Project History
The C3 project started in 1993 by Tom Hadfield, Director of Payroll Systems, under the direction of CIO Susan Unger. The initial spark for the project was a small object-oriented prototype built by Hadfield. Smalltalk development was initiated in 1994. The end goal was to build a new system to support all the payroll processing for 87,000 employees by 1999. In 1996 Kent Beck was hired to get the thing working; at this point the system had not printed a single paycheck. Beck in turn brought in Ron Jeffries. In March 1996 the development team estimated that the system would be ready to go into production around one year later. In 1997 the development team adopted a way of working which is now formalized as Extreme Programming. The one-year delivery target was nearly achieved, with the actual delivery being a couple of months late; the small delay being primarily due to lack of clarity regarding some business requirements. A few months after this first launch, the project's customer representative — a key role in the Extreme Programming methodology — quit due to burnout and stress, and couldn't be replaced.

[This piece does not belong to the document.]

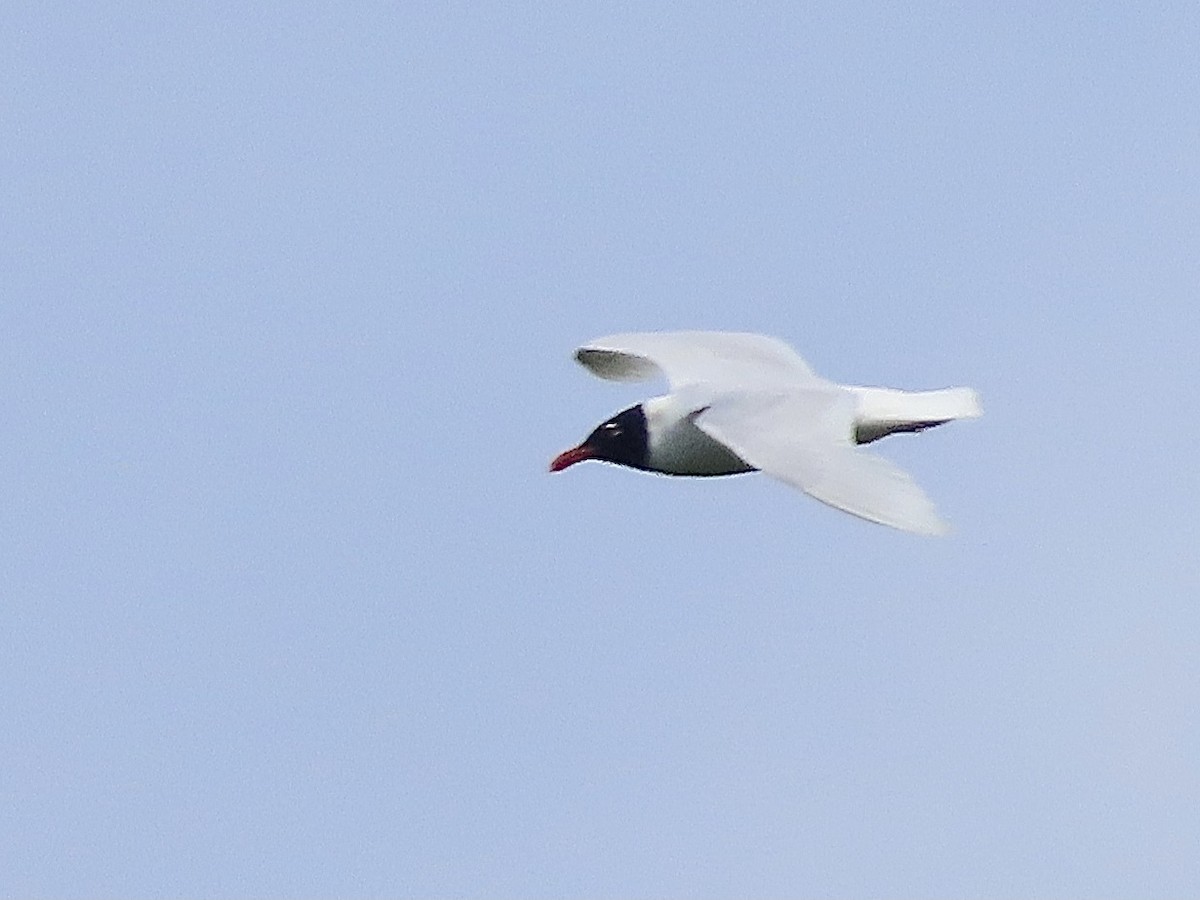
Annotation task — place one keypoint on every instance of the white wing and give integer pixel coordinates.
(803, 438)
(717, 358)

The plan was to roll out the system to different payroll 'populations' in stages, but C3 never managed to make another release despite two more years' development. The C3 system only ever paid 10,000 people. Performance was something of a problem; during development it looked like it would take 1000 hours to run the payroll, but profiling activities reduced this to around 40 hours; another month's effort reduced this to 18 hours and by the time the system was launched the figure was 12 hours. During the first year of production the performance was improved to 9 hours.
Chrysler was bought out by Daimler-Benz in 1998, after the merger the company was known as DaimlerChrysler. DaimlerChrysler stopped the C3 project on 1 February 2000.
Frank Gerhardt, a manager at the company, announced to the XP conference in 2000 that DaimlerChrysler had de facto banned XP after shutting down C3; however, some time later DaimlerChrysler resumed the use of XP.